In 2017, Alida and Piers Buckle – her partner in both life and work (they run a graphic-design agency together) – decided to build their own holiday home on the property. At the time, the couple were living in Observatory, Cape Town, and the new build was envisioned as a weekend escape from the city at which they could also spend longer holidays. The initial plan, done with the help of an architect friend in Cape Town, was a simple single-storey cottage; it was later amended slightly by Onrus-based architecture firm Engelbrecht & Scorgie, who also assisted with the build.
Read the full story on this Vermont house.
Sea Point Apartment
Step out of the elevator on La Camargue’s top floor, and you’d be forgiven for thinking you’ve been teleported, not lifted. Instead of walking into the penthouse of this Sea Point apartment block, you’re welcomed into the cabin of what appears to be a superyacht. The long, rectangular space, angled windows, high-gloss wooden panelling, slabs of marble and curved walls are all classic signatures of luxury nautical design – and if there’s any lingering doubt, the windows are filled with the uninterrupted blue of the Atlantic Ocean.
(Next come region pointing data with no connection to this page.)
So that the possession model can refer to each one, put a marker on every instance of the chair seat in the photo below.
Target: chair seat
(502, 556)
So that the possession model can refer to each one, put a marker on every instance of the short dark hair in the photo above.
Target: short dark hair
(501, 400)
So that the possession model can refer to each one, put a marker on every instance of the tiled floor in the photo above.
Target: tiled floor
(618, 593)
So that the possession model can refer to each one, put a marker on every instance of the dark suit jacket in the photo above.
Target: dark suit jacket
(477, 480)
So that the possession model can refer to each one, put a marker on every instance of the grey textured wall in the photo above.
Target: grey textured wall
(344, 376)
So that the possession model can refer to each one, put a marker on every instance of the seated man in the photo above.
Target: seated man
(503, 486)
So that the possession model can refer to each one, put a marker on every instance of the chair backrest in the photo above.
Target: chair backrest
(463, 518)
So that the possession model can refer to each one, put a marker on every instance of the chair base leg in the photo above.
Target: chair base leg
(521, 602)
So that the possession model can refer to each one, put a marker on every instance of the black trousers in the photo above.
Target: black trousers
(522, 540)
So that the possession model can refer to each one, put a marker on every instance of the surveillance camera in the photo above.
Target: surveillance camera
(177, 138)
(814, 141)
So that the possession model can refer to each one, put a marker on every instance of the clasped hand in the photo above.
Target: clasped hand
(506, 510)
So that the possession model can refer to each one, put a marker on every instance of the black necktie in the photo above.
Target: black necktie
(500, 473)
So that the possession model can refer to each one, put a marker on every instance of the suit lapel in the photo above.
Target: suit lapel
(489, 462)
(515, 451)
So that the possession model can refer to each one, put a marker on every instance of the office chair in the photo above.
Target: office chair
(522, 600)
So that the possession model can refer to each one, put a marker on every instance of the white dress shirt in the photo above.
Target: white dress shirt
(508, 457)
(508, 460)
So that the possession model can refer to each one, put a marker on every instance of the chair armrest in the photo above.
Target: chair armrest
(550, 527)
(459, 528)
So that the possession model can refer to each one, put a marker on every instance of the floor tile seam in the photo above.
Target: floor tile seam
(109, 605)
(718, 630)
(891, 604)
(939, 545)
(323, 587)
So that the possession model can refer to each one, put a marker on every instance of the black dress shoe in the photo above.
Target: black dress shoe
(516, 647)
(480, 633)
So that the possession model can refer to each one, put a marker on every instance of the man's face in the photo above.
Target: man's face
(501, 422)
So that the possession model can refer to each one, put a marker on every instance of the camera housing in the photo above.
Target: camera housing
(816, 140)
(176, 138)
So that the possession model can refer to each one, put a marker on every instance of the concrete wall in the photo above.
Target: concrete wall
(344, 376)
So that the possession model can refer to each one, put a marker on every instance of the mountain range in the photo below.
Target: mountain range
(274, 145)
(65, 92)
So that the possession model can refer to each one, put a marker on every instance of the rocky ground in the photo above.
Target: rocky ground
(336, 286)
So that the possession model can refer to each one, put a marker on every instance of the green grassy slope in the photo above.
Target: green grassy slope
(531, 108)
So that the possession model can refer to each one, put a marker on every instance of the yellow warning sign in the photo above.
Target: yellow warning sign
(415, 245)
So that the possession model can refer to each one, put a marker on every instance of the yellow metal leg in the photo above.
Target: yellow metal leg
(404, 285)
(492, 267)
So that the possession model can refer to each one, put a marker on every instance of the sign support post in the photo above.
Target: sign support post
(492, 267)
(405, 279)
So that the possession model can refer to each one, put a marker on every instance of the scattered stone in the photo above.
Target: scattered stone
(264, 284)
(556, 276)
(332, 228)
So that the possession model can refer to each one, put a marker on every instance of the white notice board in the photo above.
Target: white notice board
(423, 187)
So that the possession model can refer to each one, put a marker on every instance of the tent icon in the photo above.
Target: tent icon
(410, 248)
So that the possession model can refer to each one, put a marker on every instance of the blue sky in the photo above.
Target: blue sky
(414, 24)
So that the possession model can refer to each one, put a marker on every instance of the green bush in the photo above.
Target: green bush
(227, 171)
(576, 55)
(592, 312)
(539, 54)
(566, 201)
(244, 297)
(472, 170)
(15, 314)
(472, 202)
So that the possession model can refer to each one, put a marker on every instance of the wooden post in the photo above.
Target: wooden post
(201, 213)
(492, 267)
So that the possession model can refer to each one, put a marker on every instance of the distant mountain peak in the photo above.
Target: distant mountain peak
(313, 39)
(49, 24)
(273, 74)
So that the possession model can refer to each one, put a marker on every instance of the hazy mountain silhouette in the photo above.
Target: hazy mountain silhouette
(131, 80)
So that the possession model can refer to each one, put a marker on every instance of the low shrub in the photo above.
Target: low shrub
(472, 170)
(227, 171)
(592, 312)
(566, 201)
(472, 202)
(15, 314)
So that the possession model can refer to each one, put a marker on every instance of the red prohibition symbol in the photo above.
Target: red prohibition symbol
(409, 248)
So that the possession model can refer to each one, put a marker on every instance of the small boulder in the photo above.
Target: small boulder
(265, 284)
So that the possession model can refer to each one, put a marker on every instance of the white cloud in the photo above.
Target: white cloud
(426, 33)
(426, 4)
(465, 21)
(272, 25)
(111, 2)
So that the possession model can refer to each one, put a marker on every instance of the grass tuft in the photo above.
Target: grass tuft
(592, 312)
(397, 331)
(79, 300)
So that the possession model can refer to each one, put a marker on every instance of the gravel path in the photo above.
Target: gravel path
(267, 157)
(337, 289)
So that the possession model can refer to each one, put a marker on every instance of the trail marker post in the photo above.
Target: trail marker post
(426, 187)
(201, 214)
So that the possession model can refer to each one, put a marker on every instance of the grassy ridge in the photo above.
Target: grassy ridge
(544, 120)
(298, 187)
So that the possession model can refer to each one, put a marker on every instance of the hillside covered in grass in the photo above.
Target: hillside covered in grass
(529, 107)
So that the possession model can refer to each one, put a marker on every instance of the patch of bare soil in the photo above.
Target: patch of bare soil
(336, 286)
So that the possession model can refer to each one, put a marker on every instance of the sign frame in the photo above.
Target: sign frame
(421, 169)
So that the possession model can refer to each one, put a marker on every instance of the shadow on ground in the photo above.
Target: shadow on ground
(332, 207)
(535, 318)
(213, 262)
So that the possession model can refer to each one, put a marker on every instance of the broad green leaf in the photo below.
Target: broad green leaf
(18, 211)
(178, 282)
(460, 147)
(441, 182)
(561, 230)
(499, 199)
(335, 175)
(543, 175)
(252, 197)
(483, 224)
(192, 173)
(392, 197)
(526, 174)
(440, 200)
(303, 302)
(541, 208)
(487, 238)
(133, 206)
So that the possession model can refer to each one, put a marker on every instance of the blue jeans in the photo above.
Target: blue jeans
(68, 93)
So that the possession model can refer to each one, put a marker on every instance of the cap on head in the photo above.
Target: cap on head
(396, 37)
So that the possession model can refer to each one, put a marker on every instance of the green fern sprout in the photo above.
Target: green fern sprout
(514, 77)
To your right is a sweeping staircase that ascends to what is, for all intents and purposes, the vessel’s upper deck. There, at your feet, is maritime-quality wooden decking – and above your head, nothing but open skies and sunshine. You can see the ocean and feel its breezes on your cheeks. Clearly the science of teleportation does exist – and you’ve just experienced it.
Well, there’s good news and bad news. Unfortunately, teleportation has yet to be invented, and you’re not on a yacht. You are, however, privileged to be experiencing a unique duplex apartment designed for a client by Ben Kotlowitz and his team at KAA Architects. The duplex had belonged to the parents of Ben’s client and, over the years since he’d taken ownership, he and Ben had mulled over how to renovate it from something Austin Powers would have loved into a unique expression of contemporary luxury. “We talked about the project for four or five years,” says Ben. “He would call me up and say, ‘Let’s have another look at it to see what we can come up with.’ He owns a boat too, and we would sit up here discussing what it feels like to look out at the sea from the deck of a superyacht. So, yes – we used seagoing vessels as inspiration, and incorporated how the spaces would work and what the flow would be.”
Read the full story on this Sea Point apartment.
Bo-Kaap Apartment
It’s difficult not to be impressed by the view that greets you as you enter this top-floor, double-volume apartment. Even more difficult is deciding exactly what’s impressing you the most – the view, the architecture, the art, or the furniture.
It’s impossible to avoid the uninterrupted vista of Table Mountain through the floor-to-ceiling window, but even that can only hold your eye for a moment or two before you wonder at the expanse of off-shutter concrete and black metal catwalk above your head. Echoing the exterior’s asymmetrical boxiness, the inside of this apartment may be all right angles, but there’s certainly no square-matrix uniformity to the space.
Then you take in the 40-plus artworks – the paintings and large framed photographs in bright reds, yellows, greens and neons; the sculptures that sit on various tables. Some of the artists you may recognise – Zander Blom, Serge Alain Nitegeka, Conrad Botes, Jacob van Schalkwyk, Edoardo Villa, Claudette Schreuders, Pieter Hugo. Other pieces are just as strong, but the artists are unfamiliar.